Yangından bir gün sonra Yükseköğretim Kurulu Başkanı Sayın Prof. Dr. Erol Özvar’ın, BUÜ ziyareti sonrası basının karşısına geçip hasarın boyutunu anlatan Rektör Prof. Dr. Ferudun Yılmaz’ın “açıklama dili” bile bize bu gerçeği çok net hissettirdi.

Rektör Yılmaz’ın, açıklamasında kullandığı “Yerleşkede 766 hektarlık bir alan afete maruz kaldı” cümlesi tek başına, Bursa’nın marka değeri Uludağ Üniversitesi’ndeki yönetim anlayışını ve bakışını ifade etmeye yetti…

Peki olan biteni “Afete maruz kalmak!” gibi basit bir yaklaşımla örtmek veya geçiştirmek ne kadar doğru!

Rektör Yılmaz gibi, yardımcıları Prof. Dr. İrfan Kırıştıoğlu, Prof. Dr. Cafer Çiftçi, Prof. Dr. Zekeriyya Arı ve Genel Sekreter Vekili Mehmet Aydemir de kabul edecektir ki:

“Afet” kelimesini Türkçemizde “tamamen insan kontrolü dışında gerçekleşen veya gelişen, can ve mal kaybına neden olan deprem ve su baskını gibi olayları” anlatırken kullanıyoruz.

Dolayısıyla “766 hektarlık bir alan afete maruz kaldı” cümlesi, BUÜ Yönetimi’nin “ne olursa olsun bizim kabahatimiz de yok, ihmalimiz de” bakışının, bir anlamda Türkiye’de seçilmiş atanmışların “kendilerine toz kondurmama geleneğinin” ve de her zamanki gibi “İşi Allah’a havale etme, kadere bağlama kolaycılığının” dille ikrarından başka bir şey değildi!

***

Oysa;

Yolçatı Mahallesi ile BUÜ arasındaki sınır hattı tamamen 2,5 metre yüksekliğinde üzeri telle yükseltilen beton duvarla kapatılmış durumda…

Ayrıca bu duvarın üniversite tarafından kalan tarafında ise 20 metre genişliğinde stabilize bir devriye yolu, yolla orman arasında ise 10 metre genişliğinde bir güvenlik şeridi mevcut…

Toplamda 30 metreyi bulan bu devriye/güvenlik şeridi, geçmiş yıllarda rektör veya görevlilerin ricasıyla Orman Bölge Müdürlüğü’nden istenilen iş makineleri ve personelle açılıyor, alan tamamen kuru otlardan temizleniyordu.

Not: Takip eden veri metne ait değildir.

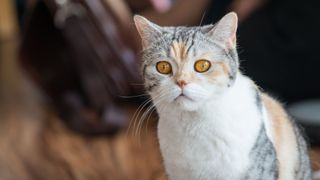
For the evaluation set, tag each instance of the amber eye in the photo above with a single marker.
(164, 67)
(202, 65)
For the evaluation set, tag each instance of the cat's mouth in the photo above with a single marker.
(182, 97)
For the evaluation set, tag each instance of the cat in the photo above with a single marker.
(214, 122)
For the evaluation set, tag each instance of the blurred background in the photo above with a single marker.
(71, 94)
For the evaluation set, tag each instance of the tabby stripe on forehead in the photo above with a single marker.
(192, 42)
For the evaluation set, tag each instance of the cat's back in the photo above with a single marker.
(290, 146)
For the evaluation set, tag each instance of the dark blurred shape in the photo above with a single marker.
(279, 47)
(82, 59)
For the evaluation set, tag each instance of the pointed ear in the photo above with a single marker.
(225, 30)
(148, 31)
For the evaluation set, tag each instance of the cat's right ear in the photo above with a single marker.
(148, 31)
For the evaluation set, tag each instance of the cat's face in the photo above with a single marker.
(187, 66)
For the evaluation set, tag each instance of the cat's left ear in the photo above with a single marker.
(225, 30)
(148, 31)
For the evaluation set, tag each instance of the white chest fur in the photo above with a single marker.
(215, 142)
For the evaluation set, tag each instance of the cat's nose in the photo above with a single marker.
(181, 83)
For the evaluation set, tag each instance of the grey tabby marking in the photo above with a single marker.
(264, 163)
(303, 172)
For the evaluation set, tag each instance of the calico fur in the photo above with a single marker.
(220, 125)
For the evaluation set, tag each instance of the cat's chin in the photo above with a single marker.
(186, 103)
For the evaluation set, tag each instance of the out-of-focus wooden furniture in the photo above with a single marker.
(8, 19)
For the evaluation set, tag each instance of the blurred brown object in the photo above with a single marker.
(83, 59)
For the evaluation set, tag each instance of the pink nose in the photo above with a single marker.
(181, 83)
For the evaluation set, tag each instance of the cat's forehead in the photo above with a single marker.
(180, 33)
(184, 42)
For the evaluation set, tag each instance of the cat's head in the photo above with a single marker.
(187, 66)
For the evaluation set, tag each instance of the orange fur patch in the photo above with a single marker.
(283, 137)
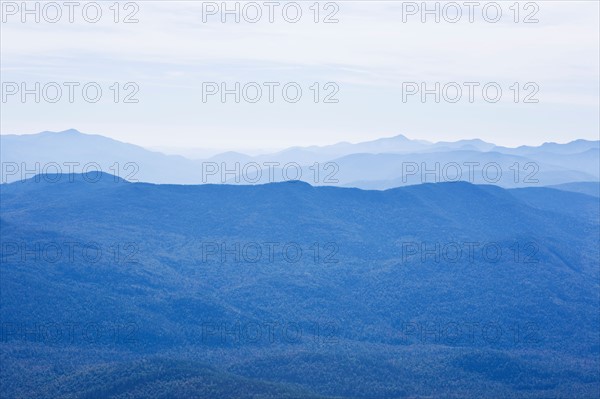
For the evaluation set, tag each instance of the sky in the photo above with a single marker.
(361, 68)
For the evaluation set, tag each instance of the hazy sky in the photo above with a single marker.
(375, 54)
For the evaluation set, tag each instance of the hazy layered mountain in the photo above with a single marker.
(379, 164)
(290, 290)
(589, 188)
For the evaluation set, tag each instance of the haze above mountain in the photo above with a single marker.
(379, 164)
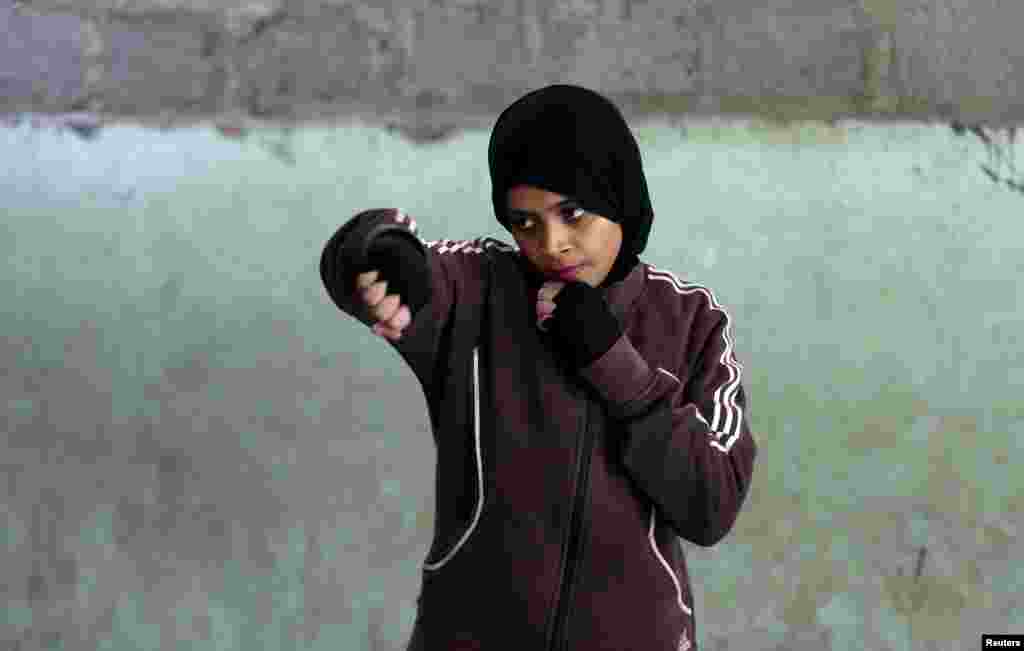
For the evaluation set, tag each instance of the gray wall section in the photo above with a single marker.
(197, 445)
(458, 61)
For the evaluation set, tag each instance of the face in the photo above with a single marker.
(554, 232)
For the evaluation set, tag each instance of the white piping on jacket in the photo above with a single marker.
(479, 468)
(665, 564)
(725, 395)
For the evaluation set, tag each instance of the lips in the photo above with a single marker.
(568, 272)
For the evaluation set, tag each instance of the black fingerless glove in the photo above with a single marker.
(402, 265)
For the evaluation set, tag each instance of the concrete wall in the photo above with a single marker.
(198, 448)
(441, 63)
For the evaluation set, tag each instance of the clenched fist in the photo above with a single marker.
(387, 312)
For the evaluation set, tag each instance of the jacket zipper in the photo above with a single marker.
(570, 552)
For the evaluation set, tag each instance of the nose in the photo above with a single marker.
(555, 240)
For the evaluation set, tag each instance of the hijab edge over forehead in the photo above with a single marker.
(547, 139)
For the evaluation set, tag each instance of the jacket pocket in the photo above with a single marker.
(437, 559)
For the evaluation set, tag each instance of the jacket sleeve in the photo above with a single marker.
(688, 443)
(456, 279)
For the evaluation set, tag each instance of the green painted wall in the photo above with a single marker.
(202, 452)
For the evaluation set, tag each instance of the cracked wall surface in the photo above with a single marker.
(198, 448)
(438, 63)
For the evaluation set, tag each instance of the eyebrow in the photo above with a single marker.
(529, 213)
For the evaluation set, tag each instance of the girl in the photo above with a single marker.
(587, 408)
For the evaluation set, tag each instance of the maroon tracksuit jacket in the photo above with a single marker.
(560, 495)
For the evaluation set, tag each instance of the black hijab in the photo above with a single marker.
(572, 141)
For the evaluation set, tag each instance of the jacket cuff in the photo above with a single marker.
(623, 378)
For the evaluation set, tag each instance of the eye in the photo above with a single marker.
(573, 213)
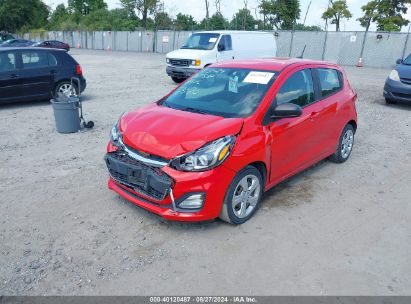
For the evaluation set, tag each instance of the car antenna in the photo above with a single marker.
(302, 54)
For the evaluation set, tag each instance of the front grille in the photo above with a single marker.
(406, 80)
(155, 183)
(180, 62)
(402, 95)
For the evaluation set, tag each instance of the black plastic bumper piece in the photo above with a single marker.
(149, 181)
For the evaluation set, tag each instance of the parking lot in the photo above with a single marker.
(331, 230)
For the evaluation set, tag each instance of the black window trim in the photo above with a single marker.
(340, 78)
(16, 61)
(267, 119)
(22, 67)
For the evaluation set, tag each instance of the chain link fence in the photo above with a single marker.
(376, 49)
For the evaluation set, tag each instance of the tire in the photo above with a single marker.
(238, 207)
(65, 87)
(345, 145)
(178, 80)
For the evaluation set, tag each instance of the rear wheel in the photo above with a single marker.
(243, 196)
(345, 145)
(178, 80)
(66, 88)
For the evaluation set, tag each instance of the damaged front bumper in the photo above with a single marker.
(164, 190)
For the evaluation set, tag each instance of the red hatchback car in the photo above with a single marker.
(213, 145)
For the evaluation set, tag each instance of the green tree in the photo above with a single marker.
(336, 12)
(184, 22)
(243, 20)
(85, 7)
(217, 22)
(281, 14)
(143, 7)
(59, 15)
(388, 14)
(303, 27)
(370, 11)
(21, 15)
(162, 20)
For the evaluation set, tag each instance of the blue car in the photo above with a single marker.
(398, 84)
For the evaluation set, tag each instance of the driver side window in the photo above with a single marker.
(225, 43)
(297, 89)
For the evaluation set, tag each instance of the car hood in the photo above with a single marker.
(169, 133)
(187, 54)
(404, 70)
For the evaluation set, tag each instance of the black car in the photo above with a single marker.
(37, 73)
(398, 84)
(17, 43)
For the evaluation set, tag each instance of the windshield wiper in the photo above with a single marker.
(189, 109)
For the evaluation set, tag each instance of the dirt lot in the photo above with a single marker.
(333, 229)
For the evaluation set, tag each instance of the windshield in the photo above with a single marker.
(407, 60)
(201, 41)
(227, 92)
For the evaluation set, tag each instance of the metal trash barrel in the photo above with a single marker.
(66, 113)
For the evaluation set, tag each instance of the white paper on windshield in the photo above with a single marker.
(233, 84)
(258, 77)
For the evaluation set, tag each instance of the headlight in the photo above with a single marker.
(196, 62)
(207, 157)
(115, 134)
(394, 75)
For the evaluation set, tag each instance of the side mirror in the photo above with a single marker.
(286, 110)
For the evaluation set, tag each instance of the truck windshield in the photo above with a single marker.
(201, 41)
(226, 92)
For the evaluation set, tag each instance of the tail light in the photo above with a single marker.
(78, 70)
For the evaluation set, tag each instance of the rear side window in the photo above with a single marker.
(52, 59)
(7, 62)
(297, 89)
(226, 41)
(34, 59)
(330, 81)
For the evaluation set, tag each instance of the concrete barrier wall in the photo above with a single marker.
(377, 49)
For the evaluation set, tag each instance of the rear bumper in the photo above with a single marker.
(180, 72)
(398, 91)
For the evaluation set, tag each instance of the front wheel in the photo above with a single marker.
(178, 80)
(243, 196)
(345, 145)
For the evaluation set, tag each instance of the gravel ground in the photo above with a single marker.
(331, 230)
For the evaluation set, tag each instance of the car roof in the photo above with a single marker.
(31, 48)
(270, 64)
(232, 32)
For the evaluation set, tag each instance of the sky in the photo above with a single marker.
(196, 8)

Kaldı ki kampüs genelinde orman ıslahına önem veriliyor, her yıl yangın yolları açık hale getiriliyor, kuru otların temizliği için de personel istihdam ediliyordu.

Tüm bunlarla birlikte Görükle Yerleşkesinde faaliyet gösteren üniversitenin küçük çaplı itfaiye teşkilatı, Rektör Yusuf Ulcay dönemine kadar en küçük bir ihbarda hemen harekete geçiyor, çıkan yangınlar büyümeden ve de basına yansımadan söndürülüyordu.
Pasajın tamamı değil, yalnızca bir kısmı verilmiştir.